|The authors have done a thorough job with the revisions and the manuscript has greatly improved. I only have two more comments:|
1. Role of vapor wall loss:
The authors added a section on “Wall loss of organic vapors”, Figure S4, and some other related discussions. I was not aware that the particle surface areas in these studies are so much lower than those in previous studies. In this case, I agree with the authors’ comment that SOA yields from a-pinene ozonolysis or photooxidation can depend on particle surface area, when surface area is this low.

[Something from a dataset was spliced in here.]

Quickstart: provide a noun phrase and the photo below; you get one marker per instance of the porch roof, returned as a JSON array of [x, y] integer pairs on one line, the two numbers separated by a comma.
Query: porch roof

However, my original question remains: what is the role of vapor wall loss in the interpretation of the data (differences in yields under different NOx and SO2 conditions) and conclusions presented in this work? The authors noted in the revised manuscript “For the aerosol surface area range in most of the experiments in this study, the influence of vapor wall loss on SOA yield was relatively small (<~40% for particle surface area larger than 3×10-6 cm2 cm-3, Fig. S4). Yet, for the experiments at high NOx and low SO2 for α-pinene and limonene, the influence of vapor wall loss on SOA can be high due to the low particle surface area, especially at lower αp.”.
Based on Figure S4, the value of fcorr is roughly 12 and 4 for limonene/highNOx/lowSO2 and a-pinene/highNOx/lowSO2, respectively. Please also indicate the values of fcorr for other experiments (other combinations of NOx and SO2 for limonene and a-pinene experiments) on Figure S4. Based on the above sentence in the revised manuscript, is it correct that for all other experiments, the fcorr is lower than 1.4?
If so, how shall one interpret the differences in SOA yields shown in Figure 3, in the context of the effect of vapor wall loss on SOA yields? The high NOx / low SO2 data have the lowest yields, and these are the experiments with lower particle surface areas where yields can be drastically underestimated due to vapor wall loss. In this case, the higher SOA yields obtained in high SO2 experiments could potentially be explained as a result of a smaller extent of vapor wall loss in these experiments? And, if one can correct for the effect of vapor wall loss, the yields under different NOx and SO2 experimental conditions might be similar?
Overall, more clarification is needed regarding the role of vapor wall loss on the data interpretation and conclusions in this work.
2. Organic nitrate volatility:
In line 310 the authors noted that the volatility of organic nitrates is not low enough to nucleate; in line 364 it was noted that the organic nitrates are highly oxygenated and expected to have low volatility. Putting these together, are the authors suggesting that the organic nitrates are likely of low volatility but not low enough to nucleate? Please clarify this in the revised manuscript.